CS385 -- Lab 3: Routing
Fall 2004
Objectives Addressed
- Be able to apply asymptotic time complexity analysis to choose among
competing algorithms.
- Be familiar with engineering applications for many of the fundamental
algorithms discussed in the course.
Purpose
This lab assignment is designed to stimulate creative solutions
to problem that is difficult to solve efficiently.
Overview
While asymptotic analysis allows us to evaluate an algorithm's
efficiency, it ignores other important issues like implementation complexity
and time constants. In this assignment, you should focus on developing
an algorithm that will produce the correct answer, scale well to large data
sets, and run as quickly as possible on the given data set (listed in order of
priority).
Assignment
Input Data
The GPS data available to you consists of a
file with multiple trips. Each trip represents one commute from my home to
MSOE or back. The first few lines of the file are:
Start time: 2004-03-05 11:09:23
record,fix,hour,min,sec,msec,latitude,longitude,alt
1,3,11,9,24,710,43.0835367,-88.0390017,702.09
2,3,11,9,26,310,43.0835367,-88.0390017,702.09
3,3,11,9,27,310,43.0835367,-88.0390017,702.09
...
The first line indicates the starting time for the first trip. The second
line contains labels for the different fields associated with each record.
The third line contains the data associated with the first data record. Each
record includes (separated by commas) the record number, the number of
satellites used to get a fix on the GPS receiver's position, the time the
record was made (in hours, minutes, seconds, and milliseconds), the latitude,
longitude, and altitude. These records continue until the end of the trip.
Data for the second trip follow immediately after the first trip.
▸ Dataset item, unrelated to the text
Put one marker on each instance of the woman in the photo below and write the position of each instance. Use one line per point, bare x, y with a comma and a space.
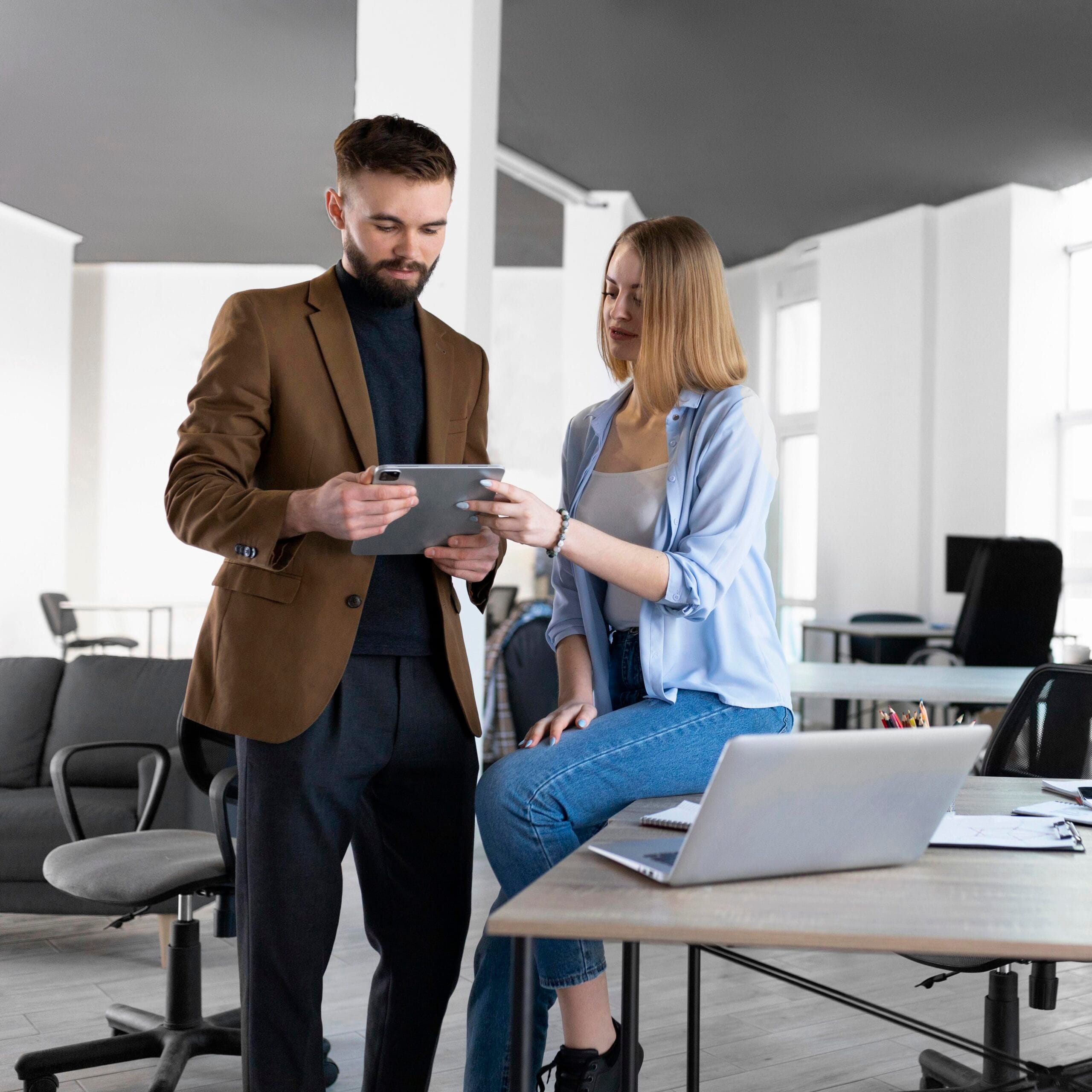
663, 619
In this
particular example, the first trip has 1336 records. Here are lines 1337-1345
of the data file:
1335,4,11,31,52,750,43.0445550,-87.9081050,639.76
1336,4,11,31,53,750,43.0445550,-87.9081033,639.76
Start time: 2004-03-05 17:10:35
record,fix,hour,min,sec,msec,latitude,longitude,alt
1,3,17,10,36,380,43.0445983,-87.9081033,583.98
2,3,17,10,37,380,43.0445950,-87.9081017,583.98
3,3,17,10,38,380,43.0445917,-87.9081000,583.98
4,3,17,10,39,380,43.0445917,-87.9081033,587.27
5,3,17,10,40,380,43.0445850,-87.9081067,587.27
I would suggest that you begin testing with the
smallgps.zip file which contains a few
very short trips. At a minimum, your program should be able to produce all
of the required statistics for this file. This
file contains a subset of the biggps.zip
and may be use for testing.
Details
- A trip is defined as a collection of GPS positions
tracking the position of my vehicle from when the car is started
until it is turned off. Each trip in the data file begins with
Start time: ....
- Two trips are said to be on the same commute if and
only if both trips begin at the same position and end at the same
position.
- Two trips are said to be on the same route if and
only if every position in the first trip is also in the second trip
and every position in the second trip is also in the first trip.
- Generally speaking, the data file consists of two commutes (from my home
to MSOE or from MSOE to my home). However, the data file may contain
some additional commutes (e.g., from MSOE to church). The most
common commute is defined as commute with the most number of
trips in the data file. If multiple commutes tie for the most popular
commute, one of these commutes may be selected as the most popular.
- The most common route is defined as the route with the
number of trips in the data file.
- GPS positions should be consider equivalent if they are within
X meters of each other. Specifically, two trips
are from the same commute if and only if their starting positions
are within X meters of each other and their ending
positions are within X meters of each other.
- Your program should be able to work with arbitrary GPS trip data provided
it conforms to the format described above.
Algorithm Results
Your program should read a data file with GPS trip information (like
the input file above) and indicate the following:
- Number of unique starting positions.
- Number of unique ending positions.
- Number of unique commutes.
- For the most common commute:
- Number of unique trips.
- Starting position.
- Ending position.
- Number of unique routes.
- Number of unique trips for the most common route.
You should calculate the starting/ending position as the geometric
centroid of all the positions considered to be the same position (using
the X meter rule).
Interim report (due 11:00pm, the day prior to week 7, lab)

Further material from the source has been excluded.